Employers, investigators, and decision-makers are often required to make determinations about the credibility and reliability of employee statements and testimony as part of their work. But how do decision-makers determine whether a witness is lying? And what weight do they attach to such a determination? What role does an investigator or decision-maker’s assessment play in determining the appropriate penalty? In this session, experts will tackle these difficult questions along with the following:
- What factors should be taken into account in assessing credibility? What role, if any, should demeanour play in assessing credibility?
- What is the difference between credibility and reliability? How do these two concepts relate to the idea of honesty?
- In practice, how do investigators and decision-makers determine someone’s credibility or honesty? What role do an investigator or decision-maker’s personal biases play? How accurately can people assess credibility?
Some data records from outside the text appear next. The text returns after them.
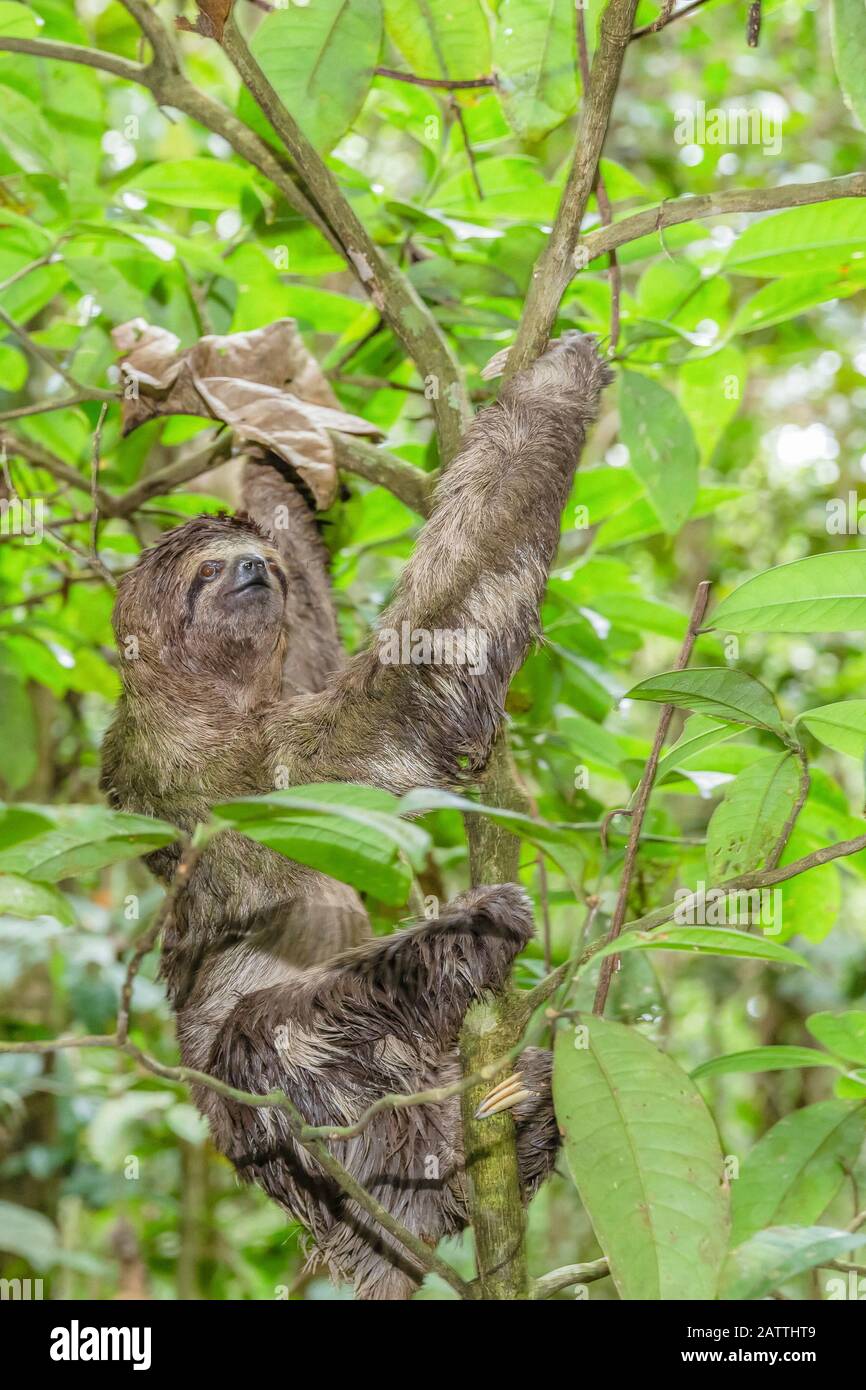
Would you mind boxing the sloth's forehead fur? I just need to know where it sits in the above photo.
[118,513,279,609]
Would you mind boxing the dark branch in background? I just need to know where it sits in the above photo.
[523,835,866,1019]
[592,580,710,1015]
[574,4,619,356]
[505,0,637,377]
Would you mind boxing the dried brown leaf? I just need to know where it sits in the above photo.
[113,318,379,507]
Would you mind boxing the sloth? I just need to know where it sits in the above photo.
[103,334,610,1300]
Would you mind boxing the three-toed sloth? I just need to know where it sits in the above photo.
[103,334,610,1298]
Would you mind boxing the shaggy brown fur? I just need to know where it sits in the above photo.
[103,334,609,1298]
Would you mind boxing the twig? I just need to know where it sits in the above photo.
[592,580,710,1015]
[766,746,812,869]
[90,400,108,570]
[574,8,619,356]
[0,309,118,400]
[530,1259,610,1298]
[450,97,484,203]
[0,842,475,1300]
[631,0,708,40]
[580,174,866,264]
[222,14,471,461]
[523,835,866,1016]
[0,386,111,424]
[373,68,496,92]
[328,430,439,517]
[505,0,637,378]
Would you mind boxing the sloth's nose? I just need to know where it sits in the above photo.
[234,555,268,585]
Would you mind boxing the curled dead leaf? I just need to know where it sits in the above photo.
[111,318,379,509]
[175,0,234,43]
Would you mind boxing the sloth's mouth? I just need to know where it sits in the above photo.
[229,575,271,598]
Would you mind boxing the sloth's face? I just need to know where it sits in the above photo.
[185,535,288,638]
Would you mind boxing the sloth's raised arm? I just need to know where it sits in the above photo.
[271,334,610,791]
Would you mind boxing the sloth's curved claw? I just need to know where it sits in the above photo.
[475,1072,535,1120]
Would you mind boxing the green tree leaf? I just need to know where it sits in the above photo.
[680,346,746,460]
[121,158,253,211]
[592,927,809,970]
[0,806,178,883]
[493,0,578,140]
[620,371,698,535]
[0,873,75,926]
[626,666,785,737]
[239,0,382,152]
[713,550,866,632]
[830,0,866,129]
[214,783,430,904]
[0,670,38,791]
[706,753,799,883]
[731,1101,866,1245]
[656,714,740,783]
[806,1009,866,1066]
[553,1017,728,1301]
[724,197,866,275]
[691,1045,840,1081]
[720,1226,866,1301]
[794,699,866,762]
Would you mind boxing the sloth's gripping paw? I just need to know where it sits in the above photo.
[481,328,613,418]
[475,1072,538,1120]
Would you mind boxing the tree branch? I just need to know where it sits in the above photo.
[328,430,439,517]
[592,580,710,1015]
[530,1259,610,1298]
[505,0,637,378]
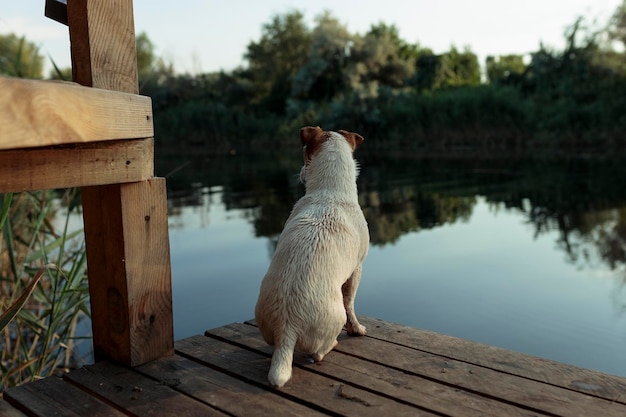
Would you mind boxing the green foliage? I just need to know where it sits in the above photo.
[485,55,526,84]
[143,5,626,152]
[0,190,89,391]
[0,33,43,78]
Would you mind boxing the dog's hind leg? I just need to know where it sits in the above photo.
[313,339,339,362]
[267,333,297,388]
[341,265,365,336]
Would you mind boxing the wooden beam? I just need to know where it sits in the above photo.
[0,77,154,149]
[82,178,174,366]
[0,138,154,193]
[44,0,67,26]
[67,0,139,94]
[67,0,174,366]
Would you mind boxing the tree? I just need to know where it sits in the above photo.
[608,0,626,49]
[354,23,417,88]
[244,11,312,114]
[0,33,44,78]
[291,11,354,104]
[434,46,480,88]
[485,55,526,83]
[135,32,156,80]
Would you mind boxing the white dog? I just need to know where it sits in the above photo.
[255,127,369,387]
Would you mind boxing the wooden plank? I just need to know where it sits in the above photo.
[0,398,26,417]
[44,0,67,26]
[0,139,154,193]
[67,0,174,366]
[239,317,626,417]
[0,377,125,417]
[176,336,436,417]
[64,362,226,417]
[82,178,174,366]
[135,355,325,417]
[67,0,139,94]
[0,77,154,149]
[207,324,549,417]
[359,317,626,403]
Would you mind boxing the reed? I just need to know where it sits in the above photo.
[0,189,89,391]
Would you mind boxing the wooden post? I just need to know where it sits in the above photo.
[67,0,174,366]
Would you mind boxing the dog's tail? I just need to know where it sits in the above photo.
[267,331,297,388]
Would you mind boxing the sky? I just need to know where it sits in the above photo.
[0,0,622,74]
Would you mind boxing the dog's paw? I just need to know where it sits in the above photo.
[267,368,291,388]
[346,322,367,336]
[311,340,339,362]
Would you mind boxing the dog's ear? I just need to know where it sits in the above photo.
[338,130,364,152]
[300,126,324,147]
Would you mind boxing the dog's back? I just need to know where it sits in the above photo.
[255,128,369,386]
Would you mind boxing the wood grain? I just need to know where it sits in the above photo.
[68,0,174,366]
[0,398,26,417]
[0,139,154,193]
[359,317,626,404]
[176,336,435,417]
[207,324,547,417]
[0,377,126,417]
[0,77,154,149]
[82,178,173,366]
[65,362,227,417]
[135,355,324,417]
[67,0,139,94]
- How does trauma affect memory, and what challenges does this pose for investigators or arbitrators in assessing credibility?
- Are there methods of questioning, interviewing, or observing witnesses that increase the accuracy of credibility assessments?
- What inferences should be drawn from a grievor’s silence during an investigation or arbitration? What reasons aside from guilt might a grievor have for remaining silent? What important policy considerations argue for or against a grievor’s right to remain silent without an adverse inference being drawn?
- What role do the perceived honesty and remorse of grievors play in arbitrators’ assessments of reinstatement and progressive discipline?
- Does an emphasis on confession and apology deprive unionized employees of the right to a fair arbitration process? Are confession and apology relevant to the determination of appropriate progressive discipline? If an arbitrator perceives a grievor to be lying at arbitration, should the arbitrator uphold a harsher penalty than would otherwise be called for?